Fast forward four years and Slaton, who graduated from Dripping Springs High in June, will see his dream come true as he competes in the 100 and 200-meter butterfly events 2016 U.S. Olympic Swim Trials.
“I’m super excited. It’s been a goal of mine since freshman year,” Slaton said. “It’s been my end goal of my senior year to qualify. It means a lot.”
Slaton’s road to reaching Omaha was a feat accomplished during the final week to meet qualifying times, or cuts.
He made his Olympic Trial cuts at a small age-group meet at the University of Texas at Austin.
Prior to the meet in Austin, Slaton missed the cut during the Atlanta Classic swim meet at Georgia Tech.
With one last chance to get in, Slaton said he returned home, regrouped and rested for a week before hitting the pool.
“I put on a fast suit and had the 200 (meter butterfly) the first day, but didn’t make the cut,” Slaton said. “I then tuned up for the 100-fly the next day, but I went for the (200) and got the cut first.”
Training to reach the cuts meant a focus on weight training, which Slaton said “helped a lot.”
Last year, Slaton said he focused on aerobic and crossfit style body weight training regiments. During the course of 2016, Slaton added in core training, with weight lifting one time a week.
“The heavier lifting once a week helped out with strength,” Slaton said. “The overall difference maker was the lifting.”
Meanwhile, in the pool, Slaton said progression on improving his times continued. Aerobic training helped him “hold faster times on tighter intervals,” Slaton said.
The focus now turns to gearing up for the trials. Slaton said his competition are college swimmers, who are seeded based on their qualifying times.
Leading up to the meet, Slaton said he would increase the intensity of his practices as he fine tunes his starts and turns in the pool.
Keeping focus is also the goal for Slaton, who is going through his three-week resting period prior to the trials.
“Going into big meets when you’re resting, you keep your blinders on and keep focus,” Slaton said. “It’s easy to get caught up on your thoughts and get nervous.”
But Slaton expects to see athletes performing at their best at the event. He also said it would allow him the chance to see how many swimmers handle pressure situations and “doing all the right things they need to do to secure an Olympic spot.”
“No one is guaranteed a spot (on the U.S. Olympic Team), even (Michael) Phelps is not guaranteed a spot,” Slaton said. “There will be a lot of world class athletes at their best.
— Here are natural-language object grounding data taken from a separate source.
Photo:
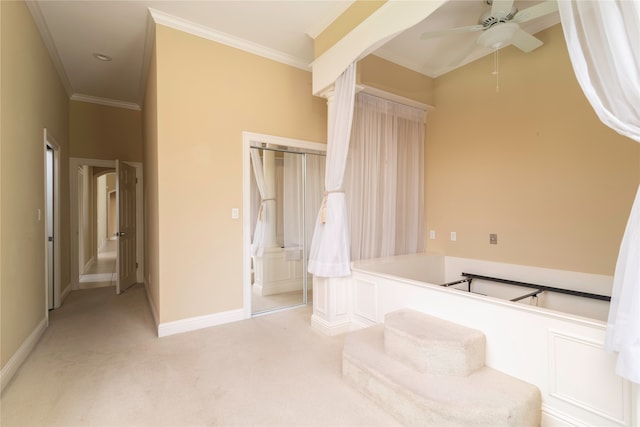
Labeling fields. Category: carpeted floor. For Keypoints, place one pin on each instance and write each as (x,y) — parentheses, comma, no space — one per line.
(101,364)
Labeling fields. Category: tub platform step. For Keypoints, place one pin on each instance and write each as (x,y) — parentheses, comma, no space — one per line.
(434,345)
(484,397)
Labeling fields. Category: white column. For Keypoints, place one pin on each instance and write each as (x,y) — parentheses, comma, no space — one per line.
(331,308)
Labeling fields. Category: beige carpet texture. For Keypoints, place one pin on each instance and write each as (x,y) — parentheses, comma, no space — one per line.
(100,363)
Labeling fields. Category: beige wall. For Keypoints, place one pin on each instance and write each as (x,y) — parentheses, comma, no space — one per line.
(531,163)
(207,94)
(150,181)
(105,132)
(32,99)
(343,24)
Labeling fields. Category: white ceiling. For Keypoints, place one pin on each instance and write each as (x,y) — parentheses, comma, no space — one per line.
(281,30)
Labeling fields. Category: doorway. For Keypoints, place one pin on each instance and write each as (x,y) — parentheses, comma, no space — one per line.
(94,248)
(96,237)
(52,220)
(283,196)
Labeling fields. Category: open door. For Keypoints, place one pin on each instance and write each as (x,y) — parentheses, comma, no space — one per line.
(126,265)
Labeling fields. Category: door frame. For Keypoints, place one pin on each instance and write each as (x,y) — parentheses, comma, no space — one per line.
(50,141)
(74,163)
(249,138)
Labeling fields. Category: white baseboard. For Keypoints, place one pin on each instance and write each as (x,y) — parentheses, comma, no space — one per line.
(18,358)
(154,311)
(553,418)
(199,322)
(98,277)
(330,329)
(88,264)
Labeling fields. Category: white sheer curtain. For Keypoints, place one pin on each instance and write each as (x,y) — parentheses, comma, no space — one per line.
(603,38)
(260,231)
(329,253)
(301,200)
(314,191)
(384,182)
(293,209)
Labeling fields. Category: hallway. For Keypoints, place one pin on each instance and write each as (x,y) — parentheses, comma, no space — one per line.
(101,364)
(102,271)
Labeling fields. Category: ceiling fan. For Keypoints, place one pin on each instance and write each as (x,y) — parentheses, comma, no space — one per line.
(500,25)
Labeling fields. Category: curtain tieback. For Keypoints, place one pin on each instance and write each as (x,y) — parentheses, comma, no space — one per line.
(323,209)
(260,208)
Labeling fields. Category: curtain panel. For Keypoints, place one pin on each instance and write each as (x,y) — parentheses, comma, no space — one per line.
(260,230)
(384,182)
(603,39)
(329,253)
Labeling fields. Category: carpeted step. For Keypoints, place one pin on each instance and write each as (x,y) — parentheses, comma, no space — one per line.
(434,345)
(484,398)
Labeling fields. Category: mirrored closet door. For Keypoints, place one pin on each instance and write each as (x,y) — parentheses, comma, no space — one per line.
(287,186)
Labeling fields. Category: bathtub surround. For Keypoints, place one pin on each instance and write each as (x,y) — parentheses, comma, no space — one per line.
(550,349)
(427,371)
(241,374)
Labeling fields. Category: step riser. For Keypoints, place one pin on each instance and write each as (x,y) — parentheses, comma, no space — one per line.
(410,409)
(439,360)
(430,344)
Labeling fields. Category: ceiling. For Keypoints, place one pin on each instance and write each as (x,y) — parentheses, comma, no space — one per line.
(74,31)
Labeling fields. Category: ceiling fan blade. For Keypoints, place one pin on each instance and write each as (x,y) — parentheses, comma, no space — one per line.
(525,41)
(462,54)
(501,8)
(536,11)
(432,34)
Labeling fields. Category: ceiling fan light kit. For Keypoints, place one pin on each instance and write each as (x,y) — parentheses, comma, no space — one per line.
(498,36)
(500,25)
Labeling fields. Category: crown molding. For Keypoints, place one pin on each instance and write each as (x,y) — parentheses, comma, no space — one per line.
(38,18)
(105,101)
(226,39)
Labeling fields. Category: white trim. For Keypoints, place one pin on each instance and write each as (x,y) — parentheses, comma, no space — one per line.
(89,263)
(41,23)
(390,19)
(105,101)
(379,93)
(247,139)
(180,24)
(65,293)
(98,277)
(199,322)
(18,358)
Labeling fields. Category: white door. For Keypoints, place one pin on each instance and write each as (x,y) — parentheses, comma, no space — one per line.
(126,265)
(50,230)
It’s something to learn from for me.”
The chance to compete in what Slaton called the “fastest swim meet in the world” is something he looks forward to. Slaton said nearly every session of the swim meet is sold out.
“It’s nuts, it’s awesome,” Slaton said. “If you ask any anyone that is an Olympian, the U.S. Olympic Trials is as nervewracking, if not more nervewracking, than the Olympics.
But the ability to represent Dripping Springs, where Slaton began his swim career at the Belterra swim complex, was “really cool,” he said.
“Looking back at how far I’ve come, it’s cool to see,” Slaton said. “Looking back and seeing that is a cool experience.”